For the transmission mode Long wire antennas have typical dimensions of 0.5 to a few wavelengths. For longer antennas, the efficiency decreases, the effort brings no benefits here, the directional pattern also receives numerous minima. Therefore, the above-mentioned directivity can not use the send side. A plurality of wavelengths is a transmitting antenna, in practice, only long, when it is designed for a lower band (for example, 80 m 40 m band ), but is operated, for example, to 20 m ( two wavelengths). If possible, such a long wire antenna to each supplemented by another for the correspondingly higher bands. In the former Soviet Union, some use radio transmitters long wire antennas ( Zarya antenna).
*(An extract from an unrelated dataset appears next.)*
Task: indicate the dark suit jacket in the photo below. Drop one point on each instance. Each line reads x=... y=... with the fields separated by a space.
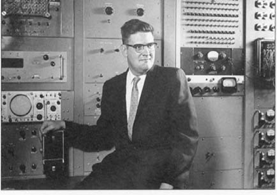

Fuchs antenna and similar designs

Long wire antennas, exactly 0.5 or 1 or 1.5 (etc.) times as long as the wavelength of the operating frequency are, at the end of high impedance with an impedance of about 2000 Ω. They are therefore supplied with high voltages and minimum currents and therefore require a resonant transformer for adaptation to the much lower impedance of the coaxial cable. Traditionally, a parallel resonant circuit ( " fox circle " ) is used for this. This design is called " Fuchs antenna " (after Josef Fuchs, radio amateur from Austria, had them patented 1927). In recent years spread instead of fox loop transformers with a ratio of eg 1:9 (so-called Magnetic Balun ), whereby the long wire without a vote of the adaptation element can be used for multiple tapes.

The great advantage of Fuchs antenna and related types are:

  • In the case of receiving the pre-selection through the tuning circuit,
  • Sending the significantly increased bandwidth of about 10% of the Mittenfreqenz,
  • The high-impedance power supply reduces the supply current. The grounding system which influences fed at low impedance, unbalanced antennas the antenna efficiency is decisive, not more decisive.

In many antenna ground plane, the typical design of the unbalanced, low -fed antenna, the grounding system is from 100 to several wires, which are each one-quarter wavelength long.

Fuchs antennas and similar designs are especially for smaller transmission powers simple, unobtrusive antennas.